Les lumières principales s’éteignent laissant les projecteurs de couleur bleue et violette illuminer le dessous de la voiture. Au lever du drap noir, des applaudissements se font entendre dans la salle ainsi que des sifflements. Mes yeux ne quittent pas du regard la monoplace aux mêmes couleurs que les projecteurs, séparées par une ligne blanche sur les côtés pour ne pas tasser les deux teintes.
Un sentiment de fierté vient se créer en moi en pensant au travail fait par les employés de l’usine qui ont travaillé dur la saison dernière. Mon père se penche vers moi tout en applaudissant avant de me chuchoter quelque chose.
—Tu as intérêt à ramener cette voiture sur le podium parce qu’elle le mérite.
— Ce serait une fierté pour la famille, pour maman, je réponds d’un ton complice.

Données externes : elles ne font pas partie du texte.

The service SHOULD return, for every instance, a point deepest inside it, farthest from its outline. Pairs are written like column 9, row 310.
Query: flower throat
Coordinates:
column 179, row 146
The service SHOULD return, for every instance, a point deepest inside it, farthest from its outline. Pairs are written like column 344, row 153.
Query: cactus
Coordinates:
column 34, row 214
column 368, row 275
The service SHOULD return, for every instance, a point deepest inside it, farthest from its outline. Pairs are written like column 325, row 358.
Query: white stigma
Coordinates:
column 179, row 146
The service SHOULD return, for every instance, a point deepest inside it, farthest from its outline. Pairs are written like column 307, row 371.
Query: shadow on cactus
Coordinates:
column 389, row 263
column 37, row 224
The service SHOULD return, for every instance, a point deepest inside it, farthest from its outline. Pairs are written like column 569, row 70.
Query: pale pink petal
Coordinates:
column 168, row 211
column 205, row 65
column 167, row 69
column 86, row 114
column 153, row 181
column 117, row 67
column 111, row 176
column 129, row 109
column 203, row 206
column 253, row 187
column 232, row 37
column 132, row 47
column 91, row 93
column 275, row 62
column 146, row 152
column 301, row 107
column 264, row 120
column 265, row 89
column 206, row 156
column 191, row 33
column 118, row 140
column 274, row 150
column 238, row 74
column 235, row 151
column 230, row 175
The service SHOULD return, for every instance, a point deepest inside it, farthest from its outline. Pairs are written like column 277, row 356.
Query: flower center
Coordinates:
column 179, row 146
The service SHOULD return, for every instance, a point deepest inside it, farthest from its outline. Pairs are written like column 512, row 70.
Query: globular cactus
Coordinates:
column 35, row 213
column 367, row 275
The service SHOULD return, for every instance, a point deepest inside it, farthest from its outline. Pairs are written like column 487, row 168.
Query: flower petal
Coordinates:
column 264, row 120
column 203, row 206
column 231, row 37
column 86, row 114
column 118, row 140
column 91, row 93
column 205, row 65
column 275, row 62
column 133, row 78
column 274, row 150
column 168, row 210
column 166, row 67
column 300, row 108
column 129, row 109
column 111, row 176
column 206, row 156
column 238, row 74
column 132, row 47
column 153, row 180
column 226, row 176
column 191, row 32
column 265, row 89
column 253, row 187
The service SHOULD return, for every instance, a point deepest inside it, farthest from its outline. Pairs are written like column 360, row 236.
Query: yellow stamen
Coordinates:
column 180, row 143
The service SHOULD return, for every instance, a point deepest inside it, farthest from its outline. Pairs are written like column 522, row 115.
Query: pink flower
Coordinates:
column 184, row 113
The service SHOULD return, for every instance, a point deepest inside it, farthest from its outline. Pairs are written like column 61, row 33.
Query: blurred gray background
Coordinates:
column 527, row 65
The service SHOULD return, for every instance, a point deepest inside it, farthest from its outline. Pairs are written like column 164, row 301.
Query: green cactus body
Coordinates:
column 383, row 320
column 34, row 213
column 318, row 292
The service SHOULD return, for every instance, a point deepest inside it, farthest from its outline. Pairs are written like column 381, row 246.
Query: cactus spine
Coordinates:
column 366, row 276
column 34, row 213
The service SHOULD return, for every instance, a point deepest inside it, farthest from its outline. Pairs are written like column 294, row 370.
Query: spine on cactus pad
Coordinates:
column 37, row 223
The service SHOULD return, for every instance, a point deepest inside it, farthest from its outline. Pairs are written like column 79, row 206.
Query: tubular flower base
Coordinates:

Maman rêvait de bâtir l’écurie aux côtés de papa depuis qu’il était pilote de Formule 1. Elle a toujours voulu que le monde entier connaisse le nom de famille qui la rendait fière de porter. Seulement, elle est tombée malade quand je suis arrivée en Formule 2 et n’a pas pu combattre la maladie comme elle souhaitait se battre. Mon père s’est alors battu pour elle, pour construire l’écurie et la faire parvenir dans la cour des grands.
L’histoire derrière notre équipe est si précieuse à mes yeux que je rêverais de pouvoir monter sur le podium et rendre fière ma mère qui me regarde de là-haut.